Colin Starger, an attorney with the Innocence Project who has represented McCarty since 2003, said, “Every piece of evidence in this case … now shows Curtis McCarty’s innocence.”
Free after nearly 22 years, McCarty said Friday that he had been out for “only a few hours and I have not had time to digest” everything that occurred.
“But for the Innocence Project, Judge Gray would not have done what she did today. I don’t think she had cause to take a dig at me, but I join her in her condemnation of Gilchrist,” McCarty said.
McCarty first was convicted of murder and sentenced to death in 1986. The Oklahoma Court of Criminal Appeals overturned the verdict, saying that District Attorney Robert Macy Sr. had acted deplorably during the trial and that Gilchrist had omitted key information from her forensic reports.
McCarty was convicted and sentenced to death again in 1989. That conviction was upheld on appeal, but the death sentence was reversed. A new penalty-phase trial was conducted in 1996, and McCarty was sentenced to death for the third time.
Five years later, serious questions about Gilchrist’s conduct in many cases surfaced, including that of Jeffrey Pierce. In May 2001, he was freed from prison after serving 15 years for a rape that DNA tests showed he did not commit.
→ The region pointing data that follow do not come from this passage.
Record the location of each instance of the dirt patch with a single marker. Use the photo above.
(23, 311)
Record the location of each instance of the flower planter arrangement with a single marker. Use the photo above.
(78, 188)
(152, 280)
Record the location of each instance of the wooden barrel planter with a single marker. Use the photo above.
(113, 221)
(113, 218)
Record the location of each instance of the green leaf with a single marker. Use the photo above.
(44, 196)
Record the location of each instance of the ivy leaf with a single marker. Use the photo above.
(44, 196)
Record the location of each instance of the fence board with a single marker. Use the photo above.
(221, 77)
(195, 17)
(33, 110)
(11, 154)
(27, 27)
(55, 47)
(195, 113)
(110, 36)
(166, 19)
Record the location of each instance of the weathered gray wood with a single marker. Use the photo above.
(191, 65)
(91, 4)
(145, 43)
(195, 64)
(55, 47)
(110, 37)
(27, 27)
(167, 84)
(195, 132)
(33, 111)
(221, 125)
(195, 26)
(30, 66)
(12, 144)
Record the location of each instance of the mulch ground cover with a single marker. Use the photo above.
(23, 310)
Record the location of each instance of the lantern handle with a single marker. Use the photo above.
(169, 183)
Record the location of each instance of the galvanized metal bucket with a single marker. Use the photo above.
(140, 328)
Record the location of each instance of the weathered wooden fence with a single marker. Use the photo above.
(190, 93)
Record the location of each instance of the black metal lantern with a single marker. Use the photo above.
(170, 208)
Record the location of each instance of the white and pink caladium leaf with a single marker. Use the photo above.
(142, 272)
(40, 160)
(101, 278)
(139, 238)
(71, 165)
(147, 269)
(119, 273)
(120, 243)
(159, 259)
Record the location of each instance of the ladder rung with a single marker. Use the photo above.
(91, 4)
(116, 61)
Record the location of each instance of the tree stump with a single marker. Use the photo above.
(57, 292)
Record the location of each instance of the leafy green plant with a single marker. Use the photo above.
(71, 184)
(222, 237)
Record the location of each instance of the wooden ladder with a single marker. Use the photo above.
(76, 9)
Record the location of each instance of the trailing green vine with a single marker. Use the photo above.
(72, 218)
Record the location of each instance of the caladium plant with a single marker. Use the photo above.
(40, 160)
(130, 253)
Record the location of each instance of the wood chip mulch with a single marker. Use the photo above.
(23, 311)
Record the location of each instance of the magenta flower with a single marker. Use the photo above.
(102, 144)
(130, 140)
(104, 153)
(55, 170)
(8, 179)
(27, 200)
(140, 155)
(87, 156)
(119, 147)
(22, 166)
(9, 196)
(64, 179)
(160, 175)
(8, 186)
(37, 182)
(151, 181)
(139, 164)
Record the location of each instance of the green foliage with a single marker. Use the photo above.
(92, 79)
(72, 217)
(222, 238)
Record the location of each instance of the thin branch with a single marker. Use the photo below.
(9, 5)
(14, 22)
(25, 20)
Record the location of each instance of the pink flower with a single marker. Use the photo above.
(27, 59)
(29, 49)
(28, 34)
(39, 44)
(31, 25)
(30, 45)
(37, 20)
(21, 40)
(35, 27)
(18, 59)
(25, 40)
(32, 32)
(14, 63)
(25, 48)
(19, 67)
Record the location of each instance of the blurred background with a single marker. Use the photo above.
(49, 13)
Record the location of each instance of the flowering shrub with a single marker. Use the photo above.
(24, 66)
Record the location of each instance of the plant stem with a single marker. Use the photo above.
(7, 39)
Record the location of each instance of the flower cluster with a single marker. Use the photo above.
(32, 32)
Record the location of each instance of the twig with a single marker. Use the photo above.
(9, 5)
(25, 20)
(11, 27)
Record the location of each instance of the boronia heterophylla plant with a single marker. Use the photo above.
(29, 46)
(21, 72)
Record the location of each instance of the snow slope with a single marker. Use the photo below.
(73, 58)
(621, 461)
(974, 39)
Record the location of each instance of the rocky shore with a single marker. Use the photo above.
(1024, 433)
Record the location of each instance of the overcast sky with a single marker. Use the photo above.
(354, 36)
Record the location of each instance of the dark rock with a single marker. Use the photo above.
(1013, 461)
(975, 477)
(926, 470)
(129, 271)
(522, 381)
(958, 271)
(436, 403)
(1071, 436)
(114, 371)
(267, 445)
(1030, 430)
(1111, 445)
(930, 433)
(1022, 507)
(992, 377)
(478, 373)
Gilchrist was fired Sept. 25, 2001, after 21 years at the Oklahoma City Police Department as a chemist. Investigations began into the more than 1,400 cases that had been assigned to her.
In 23 cases, she had helped send men to death row. So far, 11 of those defendants have been executed, according to the Innocence Project.
The review of Gilchrist’s cases unearthed more problems, including her performance in McCarty’s case.
Gilchrist could not be reached Friday. A call to her attorney was not returned.
Material from The Associated Press is included in this report.